A thickness of the wick 1 preferably falls within the range of 0.05 to 1.0 mm. That is, to reduce the thickness of the wick 1 to be less than 0.05 mm, material powder must be micronized, which increases a material cost. Moreover, when the thickness of the wick 1 falls below 0.05 mm, the strength becomes insufficient, and handling becomes difficult. Additionally, with a reduction in thickness of the heat conduction material in recent years, when the thickness of the wick 1 exceeds 1.0 mm, arrangement in the heat conduction material becomes difficult. Thus, the thickness of the wick 1 preferably falls within the range of 0.05 to 1.0 mm, particularly the range of 0.1 to 0.6 mm. Here, the thickness of the wick 1 refers to a dimension of a portion having a maximum thickness (a maximum dimension) in the wick 1.

(Method for Manufacturing Wick 1)

A description will now be given on a method for manufacturing the wick 1.

FIG. 2 are cross-sectional views showing an example of a base.

To manufacture the wick 1, material powder is first produced.

As the material powder, it is possible to use a combination of one or more metal powders (alloy powder) among Cu powder, Fe powder, Ni powder, Cr powder, Ti powder, Al powder, Ag powder, Sn powder, and the alloy powder.

As the alloy powder, it is possible to use alloy powder composed of one or more metals among Cu, Fe, Ni, Cr, Ti, Al, Ag, and Sn.

Further, a binder such as a thermoplastic resin or a wax may be added to the material powder.

Moreover, a binder such as a thermoplastic resin or wax may be added to the material powder.

Furthermore, in some cases, when a plurality of components are mixed to produce the material powder, segregation/size segregation is apt to occur. Thus, in this case, a liquid which is 0.5 ml/kg or less (e.g., an oil whose viscosity is 20 mm²/s or less) may be added to the material powder. As a result, the segregation/size segregation can be suppressed.

The material power is then supplied onto the base.

The base may take any shape as long as the material powder can be mounted thereon. However, the base must be made of a material having high heat resistance such as refractory metal, ceramics, or carbon. Additionally, a surface of the base onto which the material powder is supplied is preferably flat.

For example, as the base, a frame body (not shown), a tray T (see FIG. 2, FIG. 4, and FIG. 5), a metal belt 11a (see FIG. 3), or the like can be used.

As shown in FIG. 2, the tray T is configured to include a tray main body t1 and a lid body t2. The tray main body t1 is formed into a substantially rectangular box shape (a frame shape) whose upper surface is opened so that it can be filled with the material powder. The lid body t2 is formed into a substantially rectangular tabular shape so that the upper surface of the tray main body t1 can be closed. Since the tray T includes the lid body t2, the material powder filled in the tray main body t1 can be prevented from scattering.

Here, as shown in FIG. 2(a), when a bottom surface of the lid body t2 is formed flat, the material powder can be accommodated in the tray main body t1 in an uncompressed state. On the other hand, as shown in FIG. 2(b), when a convex portion, which is inserted into an upper end portion of the tray main body t1, is formed on the bottom surface of the lid body t2, the material powder can be accommodated in the tray main body t1 in a slightly compressed state.

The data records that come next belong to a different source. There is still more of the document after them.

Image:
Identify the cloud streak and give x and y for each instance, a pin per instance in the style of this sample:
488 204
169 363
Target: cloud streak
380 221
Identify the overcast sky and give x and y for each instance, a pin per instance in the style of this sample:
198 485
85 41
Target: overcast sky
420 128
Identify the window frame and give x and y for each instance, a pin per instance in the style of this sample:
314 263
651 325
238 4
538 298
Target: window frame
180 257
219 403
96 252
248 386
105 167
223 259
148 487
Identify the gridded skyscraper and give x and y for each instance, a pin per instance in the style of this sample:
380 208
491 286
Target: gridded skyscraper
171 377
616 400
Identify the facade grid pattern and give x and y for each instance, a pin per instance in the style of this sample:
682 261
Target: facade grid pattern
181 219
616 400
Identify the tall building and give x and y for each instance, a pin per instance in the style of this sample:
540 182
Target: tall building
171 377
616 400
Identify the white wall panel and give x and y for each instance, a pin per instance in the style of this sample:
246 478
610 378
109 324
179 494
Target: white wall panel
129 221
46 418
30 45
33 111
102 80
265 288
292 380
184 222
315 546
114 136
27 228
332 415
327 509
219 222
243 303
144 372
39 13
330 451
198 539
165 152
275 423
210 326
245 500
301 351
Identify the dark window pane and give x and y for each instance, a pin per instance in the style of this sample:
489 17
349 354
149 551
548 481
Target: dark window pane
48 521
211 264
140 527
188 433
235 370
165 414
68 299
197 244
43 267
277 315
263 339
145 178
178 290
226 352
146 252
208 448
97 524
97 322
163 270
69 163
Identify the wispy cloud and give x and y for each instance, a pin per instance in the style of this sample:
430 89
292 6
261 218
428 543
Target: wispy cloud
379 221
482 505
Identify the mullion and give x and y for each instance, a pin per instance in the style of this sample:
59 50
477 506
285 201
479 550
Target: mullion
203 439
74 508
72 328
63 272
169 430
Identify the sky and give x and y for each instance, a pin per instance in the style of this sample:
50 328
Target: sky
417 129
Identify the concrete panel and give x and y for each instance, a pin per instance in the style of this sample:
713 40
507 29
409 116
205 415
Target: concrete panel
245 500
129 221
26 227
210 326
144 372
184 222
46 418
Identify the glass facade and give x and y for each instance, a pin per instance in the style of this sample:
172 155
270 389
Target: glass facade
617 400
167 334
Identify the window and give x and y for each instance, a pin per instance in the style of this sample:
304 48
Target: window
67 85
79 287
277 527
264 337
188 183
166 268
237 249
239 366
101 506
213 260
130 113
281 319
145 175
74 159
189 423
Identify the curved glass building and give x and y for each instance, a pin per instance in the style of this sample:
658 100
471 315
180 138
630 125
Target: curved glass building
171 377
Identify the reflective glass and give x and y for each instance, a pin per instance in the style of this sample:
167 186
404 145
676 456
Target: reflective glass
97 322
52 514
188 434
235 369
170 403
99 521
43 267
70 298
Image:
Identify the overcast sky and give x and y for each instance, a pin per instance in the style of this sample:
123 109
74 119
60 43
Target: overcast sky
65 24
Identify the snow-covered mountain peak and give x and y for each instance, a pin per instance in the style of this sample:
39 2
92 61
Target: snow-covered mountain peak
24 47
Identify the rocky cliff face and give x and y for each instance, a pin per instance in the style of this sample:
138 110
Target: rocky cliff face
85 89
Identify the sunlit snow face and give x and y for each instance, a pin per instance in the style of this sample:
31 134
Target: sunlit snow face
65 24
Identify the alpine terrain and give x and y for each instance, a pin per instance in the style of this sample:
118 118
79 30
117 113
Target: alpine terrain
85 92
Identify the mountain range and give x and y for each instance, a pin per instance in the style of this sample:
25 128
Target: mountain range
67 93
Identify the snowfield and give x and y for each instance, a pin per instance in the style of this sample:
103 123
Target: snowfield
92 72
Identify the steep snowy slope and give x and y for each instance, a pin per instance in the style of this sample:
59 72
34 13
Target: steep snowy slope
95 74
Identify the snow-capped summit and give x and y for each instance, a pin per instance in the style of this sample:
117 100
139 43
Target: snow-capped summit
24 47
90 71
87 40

Subsequently, the material powder which has been supplied onto the base is smoothened.

That is, a thickness (a height) of the material powder which has been supplied onto the base is uniformized.

At this moment, the material powder which has been supplied onto the base can be smoothened with the use of smoothening means such as a plate material or a roller.

For example, in case of using the tray T as the base, after filling the tray main body t1 with the material powder, leveling off the excess material powder with the upper end portion of the tray main body t1 determined as a reference by using the plate material enables smoothening the material powder. Then, to prevent the material powder from moving or scattering, the lid body t2 is put.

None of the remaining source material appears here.